Having promised at the start of this year to halve inflation by the end of it, the prime minister now gives the appearance of wanting to blame anyone but himself for the stubbornness of high inflation and the possibility that he will miss his target.
After the Bank’s Monetary Policy Committee voted to raise the interest rate by half a percentage point rather than the more usual quarter-point, Mr Sunak said on a visit to an Ikea factory in Kent: “I support the Bank of England in what they are doing.” He also pointed out that many other countries are grappling with similar problems.
But there can be little doubt that the prime minister privately believes that interest rates should have started rising last year earlier than they did. Mark Harper, the transport secretary, said the quiet part out loud this week when he criticised the Bank for acting too slowly. He meant to praise his boss rather than to do down the Bank, because Mr Sunak as chancellor was warning of the wolf of inflation long before the Old Lady of Threadneedle Street awoke to the danger.
Mr Sunak has been vindicated. Putting up interest rates by more than expected now is not boldness but an admission that the Bank should have acted earlier. And yet it is the prime minister who will be blamed for the greater and longer-lasting pain that homeowners will suffer.
In part, this is his own fault for having muddied the waters of accountability with his promise to halve inflation this year – a pledge that implied that such an objective was within the power of government to deliver. There may have been some truth in that claim last year when the government announced its huge subsidies for energy bills. This had a direct effect on prices, keeping them lower than they would have been, but it was never possible to continue or to increase such direct intervention indefinitely. Thus Jeremy Hunt and Mr Sunak were right to reject appeals to subsidise mortgage payers reaching the end of fixed-rate deals – and Rachel Reeves was right as a chancellor-in-waiting to take the same approach.

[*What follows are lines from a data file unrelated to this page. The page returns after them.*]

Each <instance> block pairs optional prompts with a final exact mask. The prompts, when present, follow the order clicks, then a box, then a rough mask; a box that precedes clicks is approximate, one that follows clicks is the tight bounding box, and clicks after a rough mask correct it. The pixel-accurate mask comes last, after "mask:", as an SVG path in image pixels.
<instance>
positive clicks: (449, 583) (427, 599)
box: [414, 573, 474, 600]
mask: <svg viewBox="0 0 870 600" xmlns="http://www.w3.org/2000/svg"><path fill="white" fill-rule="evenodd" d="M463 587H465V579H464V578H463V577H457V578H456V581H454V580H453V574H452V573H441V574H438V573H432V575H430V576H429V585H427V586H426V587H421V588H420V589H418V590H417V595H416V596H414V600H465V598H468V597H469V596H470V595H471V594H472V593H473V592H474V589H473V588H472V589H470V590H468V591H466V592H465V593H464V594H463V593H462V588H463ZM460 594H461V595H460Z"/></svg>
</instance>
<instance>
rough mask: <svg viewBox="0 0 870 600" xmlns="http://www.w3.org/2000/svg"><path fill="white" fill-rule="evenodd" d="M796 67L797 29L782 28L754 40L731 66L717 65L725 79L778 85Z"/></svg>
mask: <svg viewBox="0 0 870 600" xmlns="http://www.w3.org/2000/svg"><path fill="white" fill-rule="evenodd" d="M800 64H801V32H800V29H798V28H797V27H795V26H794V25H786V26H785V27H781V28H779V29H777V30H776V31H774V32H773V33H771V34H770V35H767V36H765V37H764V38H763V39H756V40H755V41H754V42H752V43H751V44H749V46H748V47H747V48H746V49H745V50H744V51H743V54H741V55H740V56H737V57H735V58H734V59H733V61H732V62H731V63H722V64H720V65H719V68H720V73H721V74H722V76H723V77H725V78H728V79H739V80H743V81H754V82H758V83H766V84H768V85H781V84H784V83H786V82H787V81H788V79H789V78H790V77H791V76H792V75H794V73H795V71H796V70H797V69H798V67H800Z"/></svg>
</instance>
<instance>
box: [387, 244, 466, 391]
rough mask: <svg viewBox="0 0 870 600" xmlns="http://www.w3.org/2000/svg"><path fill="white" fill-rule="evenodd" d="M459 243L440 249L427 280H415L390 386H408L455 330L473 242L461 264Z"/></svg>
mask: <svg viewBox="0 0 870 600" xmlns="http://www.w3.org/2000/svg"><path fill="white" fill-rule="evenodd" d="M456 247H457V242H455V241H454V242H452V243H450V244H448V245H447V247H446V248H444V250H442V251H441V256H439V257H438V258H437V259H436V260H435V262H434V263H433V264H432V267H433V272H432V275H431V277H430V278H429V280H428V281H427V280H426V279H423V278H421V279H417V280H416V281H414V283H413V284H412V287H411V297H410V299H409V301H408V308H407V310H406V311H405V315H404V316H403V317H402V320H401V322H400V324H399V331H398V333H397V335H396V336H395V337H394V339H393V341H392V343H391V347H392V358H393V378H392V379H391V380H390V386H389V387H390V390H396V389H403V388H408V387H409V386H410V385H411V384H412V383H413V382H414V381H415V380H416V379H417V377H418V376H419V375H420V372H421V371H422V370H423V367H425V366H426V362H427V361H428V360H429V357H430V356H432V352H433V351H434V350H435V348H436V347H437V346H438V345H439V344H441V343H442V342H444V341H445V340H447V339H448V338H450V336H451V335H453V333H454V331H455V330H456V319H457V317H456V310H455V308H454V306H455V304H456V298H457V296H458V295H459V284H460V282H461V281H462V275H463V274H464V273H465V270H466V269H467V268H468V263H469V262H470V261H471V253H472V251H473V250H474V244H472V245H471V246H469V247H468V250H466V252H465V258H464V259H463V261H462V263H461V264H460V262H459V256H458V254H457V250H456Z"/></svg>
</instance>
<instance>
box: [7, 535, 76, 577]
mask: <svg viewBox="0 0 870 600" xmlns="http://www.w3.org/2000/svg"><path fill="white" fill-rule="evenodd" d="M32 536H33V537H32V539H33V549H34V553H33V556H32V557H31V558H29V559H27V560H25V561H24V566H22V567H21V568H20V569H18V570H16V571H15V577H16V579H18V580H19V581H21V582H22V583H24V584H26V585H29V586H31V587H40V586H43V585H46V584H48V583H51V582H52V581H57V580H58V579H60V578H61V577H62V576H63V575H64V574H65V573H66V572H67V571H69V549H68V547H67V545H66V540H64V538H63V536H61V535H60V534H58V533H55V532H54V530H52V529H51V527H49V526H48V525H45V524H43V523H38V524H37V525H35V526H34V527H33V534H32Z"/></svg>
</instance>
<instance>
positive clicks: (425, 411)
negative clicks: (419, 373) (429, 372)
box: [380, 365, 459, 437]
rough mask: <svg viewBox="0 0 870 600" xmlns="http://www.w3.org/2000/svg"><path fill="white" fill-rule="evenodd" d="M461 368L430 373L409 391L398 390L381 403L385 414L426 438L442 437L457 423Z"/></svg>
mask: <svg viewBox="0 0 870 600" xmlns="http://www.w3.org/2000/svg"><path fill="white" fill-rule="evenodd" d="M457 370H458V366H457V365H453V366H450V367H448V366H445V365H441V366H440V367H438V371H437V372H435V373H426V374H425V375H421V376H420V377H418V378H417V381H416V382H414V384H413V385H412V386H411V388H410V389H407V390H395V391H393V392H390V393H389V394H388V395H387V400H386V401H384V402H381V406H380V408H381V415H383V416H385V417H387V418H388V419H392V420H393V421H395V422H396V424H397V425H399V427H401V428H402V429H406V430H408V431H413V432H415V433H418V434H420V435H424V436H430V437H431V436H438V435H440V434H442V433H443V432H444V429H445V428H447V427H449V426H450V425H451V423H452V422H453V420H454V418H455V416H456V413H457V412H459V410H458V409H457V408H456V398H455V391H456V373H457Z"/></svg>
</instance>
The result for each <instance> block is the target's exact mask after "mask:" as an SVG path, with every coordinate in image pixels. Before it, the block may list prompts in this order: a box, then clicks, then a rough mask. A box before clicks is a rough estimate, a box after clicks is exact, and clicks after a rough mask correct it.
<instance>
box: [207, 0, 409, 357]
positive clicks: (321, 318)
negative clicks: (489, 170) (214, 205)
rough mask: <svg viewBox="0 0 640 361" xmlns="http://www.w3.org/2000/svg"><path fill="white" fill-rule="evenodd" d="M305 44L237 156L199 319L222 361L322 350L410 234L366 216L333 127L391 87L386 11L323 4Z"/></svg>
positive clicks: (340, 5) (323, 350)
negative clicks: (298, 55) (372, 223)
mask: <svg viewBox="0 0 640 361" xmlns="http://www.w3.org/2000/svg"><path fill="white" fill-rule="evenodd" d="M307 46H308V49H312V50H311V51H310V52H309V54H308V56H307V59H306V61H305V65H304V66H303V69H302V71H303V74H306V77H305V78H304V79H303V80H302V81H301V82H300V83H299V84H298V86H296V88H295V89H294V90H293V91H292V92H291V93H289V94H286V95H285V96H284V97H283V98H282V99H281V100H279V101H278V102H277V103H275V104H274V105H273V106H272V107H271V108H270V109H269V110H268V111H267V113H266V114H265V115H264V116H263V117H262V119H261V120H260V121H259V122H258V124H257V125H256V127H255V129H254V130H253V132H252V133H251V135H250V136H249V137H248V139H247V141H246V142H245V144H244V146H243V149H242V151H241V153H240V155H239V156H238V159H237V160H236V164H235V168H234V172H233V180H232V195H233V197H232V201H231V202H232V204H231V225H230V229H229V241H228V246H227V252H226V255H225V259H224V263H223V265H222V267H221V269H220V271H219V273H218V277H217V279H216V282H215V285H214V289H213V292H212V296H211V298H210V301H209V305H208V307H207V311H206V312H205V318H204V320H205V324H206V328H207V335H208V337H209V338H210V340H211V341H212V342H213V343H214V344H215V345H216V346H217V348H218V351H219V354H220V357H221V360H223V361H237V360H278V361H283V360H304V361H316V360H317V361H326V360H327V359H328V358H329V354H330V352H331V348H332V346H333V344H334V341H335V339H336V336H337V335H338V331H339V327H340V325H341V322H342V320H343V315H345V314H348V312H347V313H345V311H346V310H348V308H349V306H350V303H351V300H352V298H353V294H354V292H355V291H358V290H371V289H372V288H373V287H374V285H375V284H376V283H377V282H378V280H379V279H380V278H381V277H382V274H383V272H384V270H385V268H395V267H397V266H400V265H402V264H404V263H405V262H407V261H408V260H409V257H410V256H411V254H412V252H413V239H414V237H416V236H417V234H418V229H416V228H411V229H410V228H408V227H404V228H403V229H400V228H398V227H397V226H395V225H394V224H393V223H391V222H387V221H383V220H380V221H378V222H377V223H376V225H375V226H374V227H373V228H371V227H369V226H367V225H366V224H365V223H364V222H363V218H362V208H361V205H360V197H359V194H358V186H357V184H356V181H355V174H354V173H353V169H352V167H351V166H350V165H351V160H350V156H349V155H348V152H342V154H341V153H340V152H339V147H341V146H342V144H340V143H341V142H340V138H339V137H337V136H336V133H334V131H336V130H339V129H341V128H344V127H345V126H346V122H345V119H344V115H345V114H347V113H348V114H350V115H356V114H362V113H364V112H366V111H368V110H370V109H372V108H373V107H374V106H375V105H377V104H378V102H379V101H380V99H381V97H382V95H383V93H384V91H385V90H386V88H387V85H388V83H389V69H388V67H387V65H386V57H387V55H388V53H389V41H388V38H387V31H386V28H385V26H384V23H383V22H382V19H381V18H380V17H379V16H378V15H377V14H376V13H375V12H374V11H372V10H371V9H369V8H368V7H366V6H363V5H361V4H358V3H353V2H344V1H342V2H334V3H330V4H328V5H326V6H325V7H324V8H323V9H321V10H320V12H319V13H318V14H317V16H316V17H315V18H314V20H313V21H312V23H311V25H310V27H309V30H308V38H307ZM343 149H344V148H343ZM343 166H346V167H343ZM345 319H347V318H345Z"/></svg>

But most of the causes of inflation are outside the direct control of government, and Mr Sunak has little choice but to wait and hope. He has to wait for higher interest rates to suppress inflationary pressures at home, and he has to hope that global prices, especially for gas, continue to ease.
In the meantime, he needs to do better than he did at an Ikea factory in Kent today, when he started his comments by declaring: “It’s going to be OK and we’re going to get through this.” Instead of sounding like a leader with an unusually sophisticated understanding of economics, he sounded like a desperate man trying to reassure people that everything was going to be all right even as they could see the buildings crumble around them.
The prime minister is beginning to sound like a gambler who staked his future on the rate of inflation reducing sharply by now, one who is left trying to convince himself as much as other people that everything is still going according to plan.
A bit more honesty that the economy is in deeper trouble than he expected is required before he can expect to be taken seriously.